Short History of LEDs
The history of lighting shows that LEDs, or Light Emitting Diode bulbs, have been around for quite some time, but it is only now that the revolution is happening. LEDs have become very affordable and easy to integrate into existing and new designs. Today many big businesses, for example Philips, became major contributors to LEDs development.
The history of LEDs began with the invention of the first LED by Oleg Vladimirovich Losev in 1927. The first visible LED was created in 1962 by Nick Holonyak Jr. of the General Electric Company. The earliest uses of LEDs were in small, dim indicator lights in electronic appliances and equipment such as VCRs, clocks and calculators. Red LEDs were used in most of the electrical appliances.
In the ’70s and ’80s, the wider spectra of red, green and yellow have been developed using various material implementations within the diode itself.
In 1990s LED lighting started to spread very fast. The first bright LED was invented in 1993.
Before 1996, the only available LEDs were red, yellow and green. Green LEDs were made by using gallium phosphide and weren’t pure green. Shuji Nakamura introduced us to blue and pure green LEDs by using indium gallium nitride, in 1996.
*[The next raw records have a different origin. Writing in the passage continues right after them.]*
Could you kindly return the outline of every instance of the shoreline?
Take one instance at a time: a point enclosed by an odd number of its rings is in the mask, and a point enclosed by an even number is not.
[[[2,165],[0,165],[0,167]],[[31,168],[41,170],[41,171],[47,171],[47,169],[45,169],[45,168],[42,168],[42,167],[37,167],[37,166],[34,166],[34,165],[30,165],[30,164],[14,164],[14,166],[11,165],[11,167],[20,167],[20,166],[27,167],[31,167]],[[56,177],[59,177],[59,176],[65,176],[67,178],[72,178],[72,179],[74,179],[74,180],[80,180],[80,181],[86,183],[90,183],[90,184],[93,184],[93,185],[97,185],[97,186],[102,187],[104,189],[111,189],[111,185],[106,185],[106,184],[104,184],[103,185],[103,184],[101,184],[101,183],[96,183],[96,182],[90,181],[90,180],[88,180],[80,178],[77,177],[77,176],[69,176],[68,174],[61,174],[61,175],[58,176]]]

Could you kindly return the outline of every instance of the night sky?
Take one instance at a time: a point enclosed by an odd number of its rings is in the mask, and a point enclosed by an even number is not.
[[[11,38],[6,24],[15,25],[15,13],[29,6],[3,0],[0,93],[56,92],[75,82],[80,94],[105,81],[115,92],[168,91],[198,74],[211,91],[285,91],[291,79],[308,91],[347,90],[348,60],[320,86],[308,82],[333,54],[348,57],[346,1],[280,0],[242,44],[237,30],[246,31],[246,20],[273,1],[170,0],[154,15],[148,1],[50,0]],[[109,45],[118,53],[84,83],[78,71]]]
Today LED illumination can be of any colour, including white.
In 2009 LED bulbs were still quite costly. It’s only in 2012 that there was a big drop in price.
Presently LEDs are used in accent and decorative lights, signs, displays, flashlights, traffic signals, architecture, residential lighting, retail lighting and entertainment.
Within the next ten years we will be seeing LEDs become smarter and coupled with more and more green development projects.
LEDs in future
LED illumination will become a part of our daily routines. Can you imagine your life completely free from having to ever turn our lights on or off? When the sun is going down and the lights increase the brightness. Once our cars pull up to the driveway, the lights in our driveway will light up. All of this will not be expensive or impossible to implement.
Estimates are that 20 percent of the world’s electricity is used for lighting and LEDs can cut down this by over 50 percent.
Within the next ten years we will be seeing history of LEDs evolve much faster than ever before. LED lighting will become smarter and coupled with more and more green development projects. In addition, the companies that will continue using old technology will face a bleak future.
If you think that LEDs are cheap today wait another two years. Most estimates put the price at around $2 a bulb by 2017. They will also be more efficient and last longer.
Architects are soon going to make sure that the LED lights are no longer visible. There will be no single source of light but rather an entire room will be lit up evenly. This will require that lights be built in a sequence through various portions across the home. So, depending on where you are the lights in that part of the home will light up and the parts nearest to you will be dimly lit. They will also be integrated with your smoke alarm and thermostat. In the event of a fire, the lights may turn red or they may turn green when there is a potential problem in a certain area.